What was once considered the outskirts of the Northeastern campus in 1971 has now become the center of activity and the prime location for new real estate.

“The visionary founders saw a need for the institute on campus then and maybe saw the need for the future,” says Lula Petty-Edwards, associate dean and director of the African American institute. “If they didn’t, then they surely do see the need now.”

It was six years ago that Northeastern students began protesting against the decision to demolish the 30-year-old building.

Richard Freeland, then Northeastern president, formed an advisory committee made up of administrators, students, faculty, staff, community activists and members of the O’Bryant family. Students were presented with various options like moving to the basement of Dodge Hall or the top floor of Columbus Place, but students weren’t having it.

Students staged a 39 day sit-in at the institute. Not long after NU president Richard Freeland told an advisory committee of students and faculty that the university would tear down the institute and replace it with a larger building, hundreds of students protested on Huntington Avenue, forcing the street to shut down in the middle of rush hour.

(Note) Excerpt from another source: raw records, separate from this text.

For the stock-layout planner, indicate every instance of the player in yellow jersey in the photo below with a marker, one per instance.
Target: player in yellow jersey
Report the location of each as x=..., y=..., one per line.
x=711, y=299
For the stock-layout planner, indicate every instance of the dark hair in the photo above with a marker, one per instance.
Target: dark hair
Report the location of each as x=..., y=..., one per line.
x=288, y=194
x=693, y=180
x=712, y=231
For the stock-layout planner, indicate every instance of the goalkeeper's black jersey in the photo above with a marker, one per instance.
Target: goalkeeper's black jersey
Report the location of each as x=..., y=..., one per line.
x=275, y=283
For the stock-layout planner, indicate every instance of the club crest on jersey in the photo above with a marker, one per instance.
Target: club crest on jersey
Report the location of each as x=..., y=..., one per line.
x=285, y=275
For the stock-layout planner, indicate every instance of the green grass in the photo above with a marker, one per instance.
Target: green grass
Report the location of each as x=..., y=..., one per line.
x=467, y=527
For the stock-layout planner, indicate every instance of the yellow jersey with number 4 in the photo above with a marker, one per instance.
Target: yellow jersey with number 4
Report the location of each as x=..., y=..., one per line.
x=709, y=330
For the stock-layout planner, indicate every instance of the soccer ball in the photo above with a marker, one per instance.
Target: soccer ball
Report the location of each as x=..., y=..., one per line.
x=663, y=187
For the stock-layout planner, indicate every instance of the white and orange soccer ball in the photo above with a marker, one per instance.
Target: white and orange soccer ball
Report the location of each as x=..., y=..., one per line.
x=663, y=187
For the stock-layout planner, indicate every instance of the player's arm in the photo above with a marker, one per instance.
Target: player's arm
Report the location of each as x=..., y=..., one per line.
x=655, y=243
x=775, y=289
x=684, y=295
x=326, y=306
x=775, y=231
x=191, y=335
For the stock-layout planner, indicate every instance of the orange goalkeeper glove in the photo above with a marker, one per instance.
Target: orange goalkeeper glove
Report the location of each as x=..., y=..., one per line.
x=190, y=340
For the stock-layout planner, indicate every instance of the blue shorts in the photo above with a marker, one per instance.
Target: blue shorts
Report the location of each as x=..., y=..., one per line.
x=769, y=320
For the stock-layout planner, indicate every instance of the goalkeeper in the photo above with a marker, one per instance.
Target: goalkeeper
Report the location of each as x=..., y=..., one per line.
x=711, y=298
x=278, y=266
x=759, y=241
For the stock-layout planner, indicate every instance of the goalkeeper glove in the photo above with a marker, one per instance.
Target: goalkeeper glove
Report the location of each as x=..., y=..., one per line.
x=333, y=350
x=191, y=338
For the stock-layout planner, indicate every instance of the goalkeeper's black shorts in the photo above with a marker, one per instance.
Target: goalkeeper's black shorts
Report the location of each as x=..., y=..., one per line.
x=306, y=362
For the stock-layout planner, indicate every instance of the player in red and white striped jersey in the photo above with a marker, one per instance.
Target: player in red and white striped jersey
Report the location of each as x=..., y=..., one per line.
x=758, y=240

“The thought of the building being torn down was like a slap in the face,” says Powell, “especially when you examine the history.”

That history is woven into the recent history of Boston. About thirty years ago, during the years of racial unrest in Boston, as well as across the nation, five Northeastern students proposed 13 demands to then Northeastern President, Asa A. Knowles, insisting on increased black student enrollment, scholarships and curricula reevaluation.

Four days later, all 13 of those demands were accepted. In a memorandum addressed to Northeastern’s faculty and staff the president stated: “[The] demands were reasonable and, in fact, some will contribute to the improvement of our curricula in the light of these times in which we live.”

The actions of these five students sparked further activism on campus, including the creation of the African American Institute, then called the Afro-American Institute, located on 104 Forsyth St. The Institute moved to its current location at 40 Leon St. in 1971.

The former laundry facility soon became the gathering place for Northeastern’s African American community, as well as for non-black students, and stood as a symbol of their presence on campus.

History was seemingly repeating itself in 2001.
Building F is expected to be complete by the Fall of 2006. Students are also in the midst of erecting a monument on the institute’s former location. That proposal is still under discussion.